+\subsection{Analysis}
+
+We now examine the protocol in a more formal setting, with the objective of
+characterizing our requirements for the function $\oracle{H}$. Fix a
+\emph{group description} $\mathcal{G} = (G, q, g)$, where $G$ is a cyclic
+group of prime order $q$ generated by $g \in G$, and a function
+$\oracle{H}\colon \{ 0, 1 \}^* \to \{ 0, 1 \}^L$. Define the
+\emph{authentication oracle} $\oracle{O}_{\mathcal{G}, \oracle{H}}(\alpha, x,
+h)$, where $\alpha \in \mathbb{Z} / q \mathbb{Z}$, $x \in g$ and $h \in \{ 0,
+1 \}^L$, to return $x^\alpha$ if $h = \oracle{H}(x^\alpha)$ and the symbol
+$\bot$ otherwise.
+
+We introduce two experiments:
+\begin{tabular}[C]{@{}G|G@{}}
+ \begin{program}
+ \quad \= \quad \= \kill
+ Experiment $\expt{uni-cca}{A_{\text{cca}}, \oracle{H}}(\mathcal{G})$ \\
+ \> $\alpha, \tau \rgets \mathbb{Z}/q\mathbb{Z}$; \\
+ \> $R \gets
+ A_{\text{cca}}
+ ^{\oracle{O}_{\mathcal{G}, \oracle{H}}(\alpha, \cdot, \cdot),
+ \oracle{H}
+ (\cdot)}
+ (g^\alpha, g^\tau, \oracle{H}(g^{\alpha\tau}))$; \\
+ \> \textbf{if} $R = g^{\alpha\tau}$ \textbf{then} \textbf{return} $1$; \\
+ \> \textbf{else} \textbf{return} $0$;
+ \end{program}
+ &
+ \begin{program}
+ \quad \= \quad \= \kill
+ Experiment $\expt{uni-no}{A}(\mathcal{G})$ \\
+ \> $\alpha, \tau \rgets \mathbb{Z}/q\mathbb{Z}$; \\
+ \> $R \gets A(g^\alpha, g^\tau)$; \\
+ \> \textbf{if} $R = g^{\alpha\tau}$ \textbf{then} \textbf{return} $1$; \\
+ \> \textbf{else} \textbf{return} $0$;
+ \end{program}
+\end{tabular}
+We mandate that the adversary $A_{\text{cca}}$ never query its authentication
+oracle with the test challenge $g^\tau$.
+
+We will consider a function $\oracle{H}$ to be suitable for our purposes if
+for any adversary $A_{\text{cca}}$, there is an adversary $A$ for which the
+distributions of $\expt{uni-cca}{A_{\text{cca}}, \oracle{H}}(\mathcal{G})$
+and $\expt{uni-no}{A}(\mathcal{G})$ are computationally indistinguishable.

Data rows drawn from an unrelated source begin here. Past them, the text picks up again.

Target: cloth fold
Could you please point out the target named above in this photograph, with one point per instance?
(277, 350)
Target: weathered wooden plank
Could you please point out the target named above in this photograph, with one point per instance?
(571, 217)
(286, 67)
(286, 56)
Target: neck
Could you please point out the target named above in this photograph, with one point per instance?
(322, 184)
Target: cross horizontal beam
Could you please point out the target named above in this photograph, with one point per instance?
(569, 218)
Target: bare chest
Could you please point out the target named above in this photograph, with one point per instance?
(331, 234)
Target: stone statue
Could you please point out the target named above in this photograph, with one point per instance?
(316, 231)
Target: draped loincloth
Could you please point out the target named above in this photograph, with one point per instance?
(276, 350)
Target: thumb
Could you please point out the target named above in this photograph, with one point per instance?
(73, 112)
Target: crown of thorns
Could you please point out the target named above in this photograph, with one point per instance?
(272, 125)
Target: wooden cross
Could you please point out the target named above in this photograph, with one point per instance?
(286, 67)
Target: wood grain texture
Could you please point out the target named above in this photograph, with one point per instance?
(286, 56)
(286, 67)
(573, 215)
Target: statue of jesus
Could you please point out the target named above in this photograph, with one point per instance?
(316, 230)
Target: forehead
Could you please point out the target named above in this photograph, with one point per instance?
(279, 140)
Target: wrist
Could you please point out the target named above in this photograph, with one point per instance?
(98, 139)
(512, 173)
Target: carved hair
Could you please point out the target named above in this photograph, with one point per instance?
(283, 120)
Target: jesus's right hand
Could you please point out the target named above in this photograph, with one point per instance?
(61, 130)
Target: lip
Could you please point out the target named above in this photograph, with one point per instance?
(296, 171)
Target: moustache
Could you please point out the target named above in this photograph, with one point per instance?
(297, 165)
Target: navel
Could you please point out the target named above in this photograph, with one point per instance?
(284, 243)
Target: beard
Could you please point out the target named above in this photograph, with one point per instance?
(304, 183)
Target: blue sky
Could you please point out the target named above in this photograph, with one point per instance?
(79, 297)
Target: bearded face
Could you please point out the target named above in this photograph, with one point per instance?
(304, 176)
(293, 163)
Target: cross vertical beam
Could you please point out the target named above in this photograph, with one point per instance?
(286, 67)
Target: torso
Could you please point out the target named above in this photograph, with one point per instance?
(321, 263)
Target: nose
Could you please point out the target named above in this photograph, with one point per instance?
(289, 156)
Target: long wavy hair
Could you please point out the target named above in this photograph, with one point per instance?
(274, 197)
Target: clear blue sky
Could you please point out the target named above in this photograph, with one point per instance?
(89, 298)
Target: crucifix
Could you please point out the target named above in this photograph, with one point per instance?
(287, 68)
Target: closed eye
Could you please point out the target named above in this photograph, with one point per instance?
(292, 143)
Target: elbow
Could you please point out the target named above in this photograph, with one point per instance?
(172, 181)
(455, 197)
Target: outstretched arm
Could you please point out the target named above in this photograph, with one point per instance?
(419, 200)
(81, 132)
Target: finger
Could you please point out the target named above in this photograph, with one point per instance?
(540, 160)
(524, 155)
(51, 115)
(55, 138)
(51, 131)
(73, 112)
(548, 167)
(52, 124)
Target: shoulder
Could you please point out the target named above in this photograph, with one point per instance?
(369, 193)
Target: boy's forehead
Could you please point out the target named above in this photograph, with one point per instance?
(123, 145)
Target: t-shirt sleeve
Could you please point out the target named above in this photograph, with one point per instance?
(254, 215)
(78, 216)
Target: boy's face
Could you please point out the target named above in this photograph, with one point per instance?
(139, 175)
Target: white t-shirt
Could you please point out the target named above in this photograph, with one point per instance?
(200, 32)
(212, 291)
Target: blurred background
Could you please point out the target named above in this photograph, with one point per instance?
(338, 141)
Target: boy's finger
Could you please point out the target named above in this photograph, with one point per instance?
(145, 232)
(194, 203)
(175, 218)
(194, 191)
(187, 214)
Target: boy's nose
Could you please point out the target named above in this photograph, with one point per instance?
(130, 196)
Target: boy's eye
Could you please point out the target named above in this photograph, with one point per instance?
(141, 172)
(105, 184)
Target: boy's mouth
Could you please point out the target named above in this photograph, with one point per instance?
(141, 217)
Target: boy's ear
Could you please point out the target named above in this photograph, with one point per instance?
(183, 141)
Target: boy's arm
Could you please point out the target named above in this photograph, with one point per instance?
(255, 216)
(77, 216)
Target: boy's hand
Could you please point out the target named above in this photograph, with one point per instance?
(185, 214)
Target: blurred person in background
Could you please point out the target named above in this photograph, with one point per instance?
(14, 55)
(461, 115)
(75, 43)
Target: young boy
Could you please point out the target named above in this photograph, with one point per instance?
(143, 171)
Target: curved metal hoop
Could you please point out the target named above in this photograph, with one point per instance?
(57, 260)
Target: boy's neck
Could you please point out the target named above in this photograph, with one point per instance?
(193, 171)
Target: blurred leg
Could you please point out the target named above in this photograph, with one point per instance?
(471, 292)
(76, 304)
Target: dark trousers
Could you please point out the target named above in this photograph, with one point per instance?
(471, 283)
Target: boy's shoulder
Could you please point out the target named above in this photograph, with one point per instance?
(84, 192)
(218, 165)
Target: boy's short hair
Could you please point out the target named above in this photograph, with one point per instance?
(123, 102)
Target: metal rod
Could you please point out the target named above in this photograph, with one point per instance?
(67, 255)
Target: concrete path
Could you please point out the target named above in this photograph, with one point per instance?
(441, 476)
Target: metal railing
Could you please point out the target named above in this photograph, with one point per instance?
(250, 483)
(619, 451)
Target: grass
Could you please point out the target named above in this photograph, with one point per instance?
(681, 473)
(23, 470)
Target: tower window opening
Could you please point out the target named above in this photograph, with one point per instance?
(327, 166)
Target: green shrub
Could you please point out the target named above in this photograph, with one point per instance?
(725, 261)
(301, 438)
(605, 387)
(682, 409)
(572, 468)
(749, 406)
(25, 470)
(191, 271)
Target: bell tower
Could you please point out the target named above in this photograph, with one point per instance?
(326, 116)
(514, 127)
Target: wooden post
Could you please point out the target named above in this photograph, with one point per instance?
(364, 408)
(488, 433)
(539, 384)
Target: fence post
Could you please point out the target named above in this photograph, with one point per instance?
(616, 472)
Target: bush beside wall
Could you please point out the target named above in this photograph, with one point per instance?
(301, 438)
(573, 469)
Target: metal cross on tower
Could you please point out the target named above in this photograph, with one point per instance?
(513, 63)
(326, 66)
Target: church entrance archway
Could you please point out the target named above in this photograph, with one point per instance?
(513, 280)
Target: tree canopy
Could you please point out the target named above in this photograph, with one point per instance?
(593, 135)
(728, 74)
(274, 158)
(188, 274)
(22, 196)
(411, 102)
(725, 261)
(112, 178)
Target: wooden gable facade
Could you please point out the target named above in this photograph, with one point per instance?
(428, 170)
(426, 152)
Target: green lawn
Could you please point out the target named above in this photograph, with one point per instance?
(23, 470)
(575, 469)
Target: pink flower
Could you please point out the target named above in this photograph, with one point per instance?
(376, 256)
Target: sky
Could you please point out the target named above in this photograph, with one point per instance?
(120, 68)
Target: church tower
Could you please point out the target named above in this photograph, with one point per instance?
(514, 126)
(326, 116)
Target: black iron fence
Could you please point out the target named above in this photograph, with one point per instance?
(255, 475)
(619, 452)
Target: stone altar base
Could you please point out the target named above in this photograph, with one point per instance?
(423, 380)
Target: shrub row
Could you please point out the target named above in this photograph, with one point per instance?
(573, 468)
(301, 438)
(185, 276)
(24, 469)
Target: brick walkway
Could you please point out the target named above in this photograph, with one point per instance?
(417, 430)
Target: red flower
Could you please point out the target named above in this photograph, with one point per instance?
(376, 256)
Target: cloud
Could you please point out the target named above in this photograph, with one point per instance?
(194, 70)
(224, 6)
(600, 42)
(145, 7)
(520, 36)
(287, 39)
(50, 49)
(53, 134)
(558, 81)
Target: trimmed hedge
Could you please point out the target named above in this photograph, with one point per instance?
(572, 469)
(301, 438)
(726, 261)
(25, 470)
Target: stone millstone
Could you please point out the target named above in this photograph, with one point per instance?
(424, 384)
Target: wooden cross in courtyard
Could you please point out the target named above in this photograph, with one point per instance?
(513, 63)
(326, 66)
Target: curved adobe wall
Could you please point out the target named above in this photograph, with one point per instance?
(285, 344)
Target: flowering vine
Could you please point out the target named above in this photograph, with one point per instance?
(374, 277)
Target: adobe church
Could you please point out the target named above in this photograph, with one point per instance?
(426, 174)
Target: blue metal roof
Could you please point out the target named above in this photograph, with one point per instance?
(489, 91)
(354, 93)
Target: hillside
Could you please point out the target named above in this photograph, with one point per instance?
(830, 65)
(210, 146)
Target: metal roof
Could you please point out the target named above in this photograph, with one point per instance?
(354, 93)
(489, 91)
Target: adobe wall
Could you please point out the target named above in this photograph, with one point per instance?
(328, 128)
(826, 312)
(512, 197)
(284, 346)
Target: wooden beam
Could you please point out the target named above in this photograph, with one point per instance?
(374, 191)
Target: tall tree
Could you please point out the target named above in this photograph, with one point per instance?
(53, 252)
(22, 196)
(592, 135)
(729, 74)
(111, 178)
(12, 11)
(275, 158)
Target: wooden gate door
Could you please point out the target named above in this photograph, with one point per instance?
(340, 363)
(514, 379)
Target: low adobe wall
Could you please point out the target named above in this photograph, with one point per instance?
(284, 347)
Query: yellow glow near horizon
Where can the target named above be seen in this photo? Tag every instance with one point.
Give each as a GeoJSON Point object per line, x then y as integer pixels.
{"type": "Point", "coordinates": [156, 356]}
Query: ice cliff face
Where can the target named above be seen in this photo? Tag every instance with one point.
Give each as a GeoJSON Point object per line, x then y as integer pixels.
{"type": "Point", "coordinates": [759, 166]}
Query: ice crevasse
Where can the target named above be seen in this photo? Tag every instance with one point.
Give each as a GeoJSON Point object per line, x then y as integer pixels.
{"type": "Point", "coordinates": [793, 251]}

+Intuitively, this means that the authentication oracle isn't useful in
+attacking the protocol: any adversary which has access to an oracle can be
+replaced by one which has approximately the same probability of success but
+without oracle access.
+
+We first prove that a random oracle \cite{Bellare:1993:ROP} makes a
+`suitable' function.
+
+\begin{theorem}
+ If $\oracle{H}$ is a random oracle with $L$-bit output, where $L$ is some
+ polynomial function of the length of $q$, then, for any adversary
+ $A_{\text{cca}}$, there exists an adversary $A$ such that
+ \[ \expt{uni-cca}{A_{\text{cca}}, \oracle{H}}(\mathcal{G})
+ \compind \expt{uni-no}{A}(\mathcal{G}) \]
+\end{theorem}
+\begin{proof}
+ The idea behind the proof is that we construct an adversary $A$ in terms of
+ the given adversary $A_{\text{cca}}$ with the same output in all but
+ negligibly few cases.
+
+ Our adversary $A$ isn't provided with either oracle supplied to
+ $A_{\text{cca}}$.
+
+ Simulating the random oracle is easy. $A$ maintains a table, initially
+ empty, of pairs $(q, r)$. When the oracle is invoked on input $q$, we look
+ it up in the table: if there is some entry $(q, r)$, it returns $r$;
+ otherwise we toss coins to choose a new output $r$ and add $(q, r)$ to the
+ table. This is obviously a polynomial-time activity, since
+ $A_{\text{cca}}$ makes only polynomially many queries, and answering each
+ one takes polynomial time.
+
+ The authentication oracle is a little harder. Suppose $A_{\text{cca}}$
+ makes a query $(x, h)$. If there is an entry $(q, h)$ in the random oracle
+ table, the authentication oracle returns $q$; otherwise it returns $\bot$.